Para saber mais sobre as diferenças entre o modelo anterior – o de concessão – e o atual – partilha – leia “Partilha ou Concessão?“, de Aloizio Mercadante, e “O Pré-Sal e o Controle do Estado“, de Ronaldo Bicalho (onde se lê “O cerne dessa mudança [do modelo de exploração] se concentra  justamente na ampliação do controle estatal sobre a exploração das riquezas do pré-sal, de forma a auferir o máximo de benefícios dessa exploração, sob uma ótica estratégica de longo prazo que transcende os limites da indústria petroleira.“).
Por tudo isto, não há outro adjetivo para caracterizar o papel nefasto de um veículo de comunicação como O Globo senão o de vergonhoso e traidor:

Novo modelo para o pré-sal deveria ser revisto

Editorial de O Globo em 12/08/2012
No mundo empresarial existe a mística de que companhias petrolíferas, mesmo mal administradas, serão sempre um bom negócio. De fato, na lista das maiores empresas do planeta sempre aparecem muitas companhias petrolíferas, mas se trata de ilusão a ideia que o setor é, por natureza, sempre lucrativo. Afinal, constitui-se um segmento industrial de altíssimo risco, e o retorno de capital reflete esta característica. Quando o investimento é exitoso, os lucros são fantásticos. Mas quando o investimento se frustra, o prejuízo também pode ser enorme.
Uma parte do prejuízo bilionário contabilizado pela Petrobras no segundo trimestre é atribuído, por exemplo, ao insucesso na exploração, decorrente de vários poços secos ou sem valor comercial. E isso mesmo considerando-se um expressivo índice de acertos, passando de 80% em algumas áreas, bem acima da média da própria indústria. Parceiros da Petrobras em campos no pré-sal, como a BG e a Galp, também registraram prejuízo.
O elevado risco na exploração de petróleo justificou plenamente a abertura do mercado brasileiro em meados dos anos 90. A Petrobras hoje detém mais da metade dos blocos concedidos à exploração, porém, agora, disputa a atividade com cerca de outras 70 empresas, entre as quais dezenas delas com maioria de capital brasileiro.

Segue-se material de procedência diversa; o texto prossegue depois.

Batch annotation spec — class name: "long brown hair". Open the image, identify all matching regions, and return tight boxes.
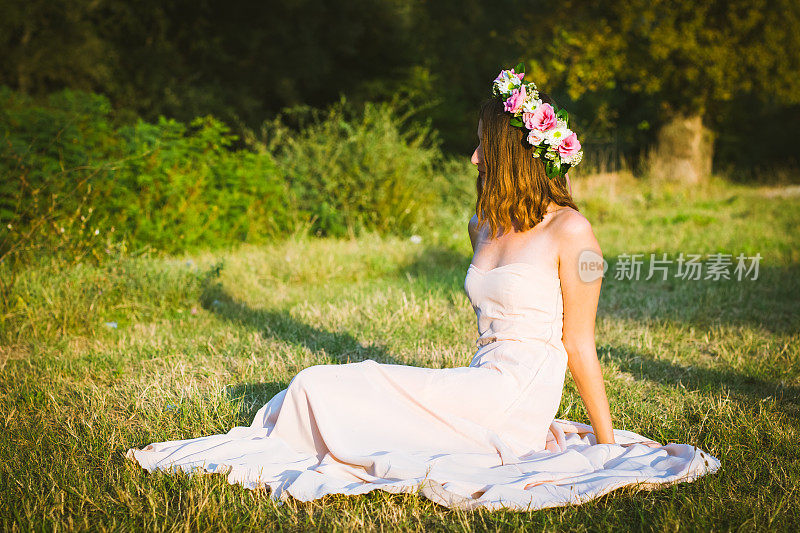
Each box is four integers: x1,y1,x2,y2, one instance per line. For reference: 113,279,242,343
475,93,578,237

Este modelo adequado para o Brasil sofreu um retrocesso quando o governo Lula se convenceu que havia encontrado “uma Venezuela” na camada do pré-sal. Sem dúvida houve descobertas animadoras, sendo a mais importante a do campo de Lula, já em produção, com reservas estimadas entre seis e nove bilhões de barris. No entanto, blocos vizinhos foram devolvidos por absoluto insucesso. Outros campos indicados como promissores foram cedidos à Petrobras, pela União, a título de integralização do aumento de capital da companhia.
Os investimentos que terão de ser feitos nas áreas concedidas e cedidas exigirão esforço hercúleo da Petrobras. Espera-se que sejam exitosos, mas não se pode desconsiderar a possibilidade de insucesso.
Não faz, então, o menor sentido que, diante de tamanho desafio, o governo tenha adotado um modelo para exploração de futuras áreas da camada do pré-sal que obriga a Petrobras a participar com pelo menos 30% dos consórcios concorrentes e ainda ser obrigatoriamente a companhia operadora do que sair vencedor da licitação.
As dificuldades que a Petrobras vem enfrentando para executar seu ambicioso plano de negócios mostram a necessidade de se rever essa tentativa de restabelecer um monopólio estatal ultrapassado e infrutífero. Para a própria Petrobras, o modelo instituído para exploração de novas áreas do pré-sal ainda não concedidas poderá se tornar um pesadelo.